Table and illustration of the annual reduction effect of the initiative Reduced fuel oil consumption of 35.4 kl and CO2 emissions of 87.1 tons by airplanes. Reduced fuel oil consumption of 2.2 kl and CO2 emissions of 5.8 tons by towing tractor. A total of about 93 tons of CO2 emissions were reduced, which is equivalent to the volume of 93 25-meter swimming pools!

It's not just about reducing CO2 emissions! There are also benefits for the customers.

Self-propelled departure eliminates the need to detach the towing tractor from the airplane after pushback, thus reducing the time it occupies the taxiway and preventing from blocking the passage of other aircraft.
In addition, the time required for takeoff can be shortened by about 2 minutes and 30 seconds, which will help improve the on-time arrival rate of other airplanes.

Illustration of a scheme that improves on-time performance by departing without pushback. On the apron in front of the terminal building, across one taxiway, there are planes A and B with their noses facing the runway side, and planes C and D with their noses facing the terminal building side. In the case of conventional operations, if airplanes A, B, C, and D all push back, they would interfere with each other and each would have to wait, but with airplanes A and B departing on their own, airplanes C and D can depart on pushback without waiting.A scheme to improve on-time operation by departing without pushback.

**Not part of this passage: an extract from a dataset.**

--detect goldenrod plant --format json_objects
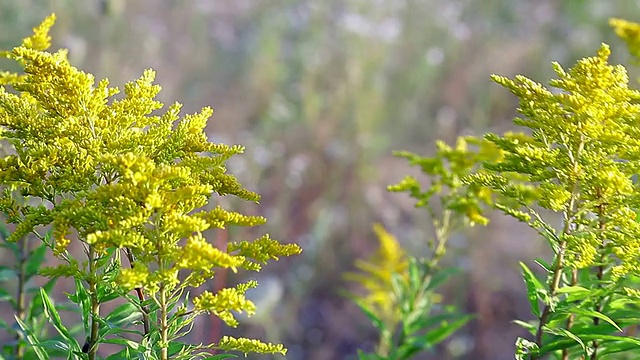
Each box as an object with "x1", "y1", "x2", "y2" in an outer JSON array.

Interview with the person in charge

Photo of Mr.Tanii from Operation Management & Planning ANA AIRPORT SERVICES CO., LTD

Person in charge of self-propelled spot out
Mr.Tanii from Operation Management & Planning ANA AIRPORT SERVICES CO., LTD

Why did you start considering it?

The apron that was coordinated this time was a hindrance to on-time operation, because if there was a congestion of departures with airplanes from another apron in the rear, one of the airplanes had to wait for departure. In order to improve on-time operation and make it more environmentally friendly, we have been working with the CAB(Civil Aviation Bureau) of the MLIT(Ministry of Land, Infrastructure, Transport and Tourism) and were able to lead to the start of this no push-back operation.

What kind of verification did you conduct before implementation?

With the cooperation of the CAB of the MLIT, we confirmed the safety of the following three aspects, and were able to make a departure without pushback.

  1. To be able to secure a place for maintenance staff and airport ground support staff to wait.

  2. To ensure that there is sufficient distance between the wing tip of the airplane and the facilities, as the airplane will pass between existing facilities such as lighting towers.

  3. To ensure that the air discharged from the airplane engine, called jet blast, does not affect the surroundings.

Is it possible to do this on other apron?

Considering the facilities such as boarding bridges around the apron, the distance between the airplane's wing tip and the facilities, and the impact of jet blasts to the rear, there are only a limited number of aprons suitable for self-propelled departures.

For further reduction of CO2 emissions.

Since shortening ground travel time leads to CO2 reduction, we will continue to work with the CAB of the MLIT to investigate and coordinate aprons where self-propelled departures are feasible.

The ANA Group will continue to contribute to further reduction of CO2 emissions by proactively challenging new initiatives that are not bound by the traditional conventions.